China Manufacturing
A worker inspects biscuits on a production line inside a factory (Photo: Reuters / Peter Nicholls)

New data released by the National Bureau of Statistics (NBS) on Monday showed minor improvement in China's manufacturing sector for the month of September. However, the overall manufacturing purchasing managers' index (PMI) was still in contraction.

Sentiment among manufacturers in the sector still remained below preferred activity levels, with the index in the red for the fifth month in a row. For the month of September, China's PM was pegged at 49.8, slightly better than the 49.5 scores that were recorded in August.

The index managed to beat analysts' expectations of a median forecast of around 49.6 for September. The reading for the month was the highest recorded since April when the PMI was at 50.1. The PMI is an important gauge for the sentiments of large privately-owned and state-owned manufacturers. A score above 50 indicates expansion, while a score below 50 indicates a contraction in sector activity.

Despite being in contraction levels, industry analysts still think that China's overall economy is improving. Most analysts expect that the manufacturing sector could show an expansion in the coming months. The forecast is mainly due to the fact that productivity and new orders for September did improve drastically.

The PMI for September showed a significant 0.8 percent increase in new orders, which was the largest growth since May.
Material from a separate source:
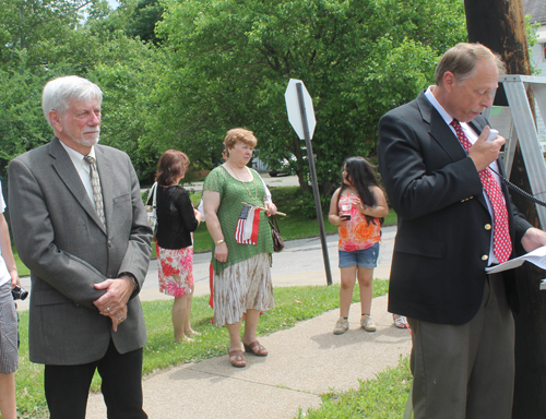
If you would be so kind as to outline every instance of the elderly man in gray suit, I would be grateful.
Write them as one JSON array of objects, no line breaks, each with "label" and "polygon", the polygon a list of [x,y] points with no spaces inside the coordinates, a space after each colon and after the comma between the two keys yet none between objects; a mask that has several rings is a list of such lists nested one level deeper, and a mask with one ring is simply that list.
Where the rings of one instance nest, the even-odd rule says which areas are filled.
[{"label": "elderly man in gray suit", "polygon": [[31,270],[31,361],[44,363],[52,419],[85,418],[95,370],[108,418],[146,418],[138,297],[151,254],[129,156],[97,145],[100,88],[78,76],[44,87],[50,143],[10,164],[11,223]]}]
Production in the sector had also improved by around 0.4 percent, mainly in industries such as textiles, electrical machinery, and food processing.
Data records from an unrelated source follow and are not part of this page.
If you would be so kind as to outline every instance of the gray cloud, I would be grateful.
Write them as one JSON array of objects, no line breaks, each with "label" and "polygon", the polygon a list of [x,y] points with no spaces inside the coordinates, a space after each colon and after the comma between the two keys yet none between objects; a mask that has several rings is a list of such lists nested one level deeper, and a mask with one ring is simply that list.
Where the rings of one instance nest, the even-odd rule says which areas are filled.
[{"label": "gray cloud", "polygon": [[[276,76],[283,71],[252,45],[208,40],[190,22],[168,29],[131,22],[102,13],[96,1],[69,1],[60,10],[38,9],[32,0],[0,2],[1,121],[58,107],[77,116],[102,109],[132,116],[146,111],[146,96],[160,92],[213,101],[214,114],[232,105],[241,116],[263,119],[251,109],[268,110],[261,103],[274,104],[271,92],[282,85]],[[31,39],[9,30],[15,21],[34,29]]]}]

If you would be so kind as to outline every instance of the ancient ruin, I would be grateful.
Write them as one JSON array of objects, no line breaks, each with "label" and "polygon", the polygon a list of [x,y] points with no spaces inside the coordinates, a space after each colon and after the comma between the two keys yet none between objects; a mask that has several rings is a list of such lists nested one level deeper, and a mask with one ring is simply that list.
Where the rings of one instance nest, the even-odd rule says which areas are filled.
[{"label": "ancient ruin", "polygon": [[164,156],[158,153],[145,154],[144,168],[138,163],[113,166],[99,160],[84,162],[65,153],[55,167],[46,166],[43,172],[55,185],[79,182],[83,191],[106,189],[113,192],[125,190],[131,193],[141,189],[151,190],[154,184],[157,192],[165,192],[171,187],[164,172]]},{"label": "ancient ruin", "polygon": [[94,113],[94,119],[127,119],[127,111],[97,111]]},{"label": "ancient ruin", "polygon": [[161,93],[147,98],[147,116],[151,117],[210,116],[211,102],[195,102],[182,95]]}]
 The index did show some minor drops, including a drop of 3.6 basis points in construction activity for the month of September. Housing construction dipped by around 4.1 basis points for the month. Analysts have reasoned that market demand is still stable, which means that the construction industry is still expected to grow in the coming months.
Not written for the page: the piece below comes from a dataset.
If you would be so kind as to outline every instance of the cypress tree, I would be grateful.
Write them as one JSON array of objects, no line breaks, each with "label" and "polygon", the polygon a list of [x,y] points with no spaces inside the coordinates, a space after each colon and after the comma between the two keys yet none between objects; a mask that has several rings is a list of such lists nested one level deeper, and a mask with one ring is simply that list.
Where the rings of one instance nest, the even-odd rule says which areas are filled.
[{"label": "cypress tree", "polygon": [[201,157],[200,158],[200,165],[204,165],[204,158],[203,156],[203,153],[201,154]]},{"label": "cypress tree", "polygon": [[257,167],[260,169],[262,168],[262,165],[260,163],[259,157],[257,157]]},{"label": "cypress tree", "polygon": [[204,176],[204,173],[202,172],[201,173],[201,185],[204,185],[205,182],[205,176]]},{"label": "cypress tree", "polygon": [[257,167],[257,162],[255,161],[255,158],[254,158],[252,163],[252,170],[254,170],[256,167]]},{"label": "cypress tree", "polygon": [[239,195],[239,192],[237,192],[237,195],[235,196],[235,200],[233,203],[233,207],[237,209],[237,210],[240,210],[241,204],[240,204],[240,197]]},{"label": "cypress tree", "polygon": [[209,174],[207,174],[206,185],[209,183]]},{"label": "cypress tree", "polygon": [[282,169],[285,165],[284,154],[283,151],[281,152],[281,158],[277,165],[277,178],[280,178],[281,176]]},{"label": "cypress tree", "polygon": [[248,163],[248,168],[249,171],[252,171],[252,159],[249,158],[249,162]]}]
The independent index Caixin Markit factory PMI had shown a slight improvement in China's manufacturing activity, with an expansion score of 51.4. This was the highest reading of the particular index since February 2018.

The NBS also released non-manufacturing data on Monday, showing worse-than-expected results. The index, which gauges the sentiment in the services and construction sector, had a score of 53.7, which is slightly below analysts' expectation of 53.9.  

While analysts have remained positive, others are predicting a downward trend. Economists at Capital Economics stated that the outlook for the coming months does remain in the negative territory.

The same economists also predict a further weakening of global demand, which will impact China's overall manufacturing sector.

Along with the expected pull-back in property construction, the overall result could force the People's Bank of China, the country's central bank, to impose more decisive monetary easing measures.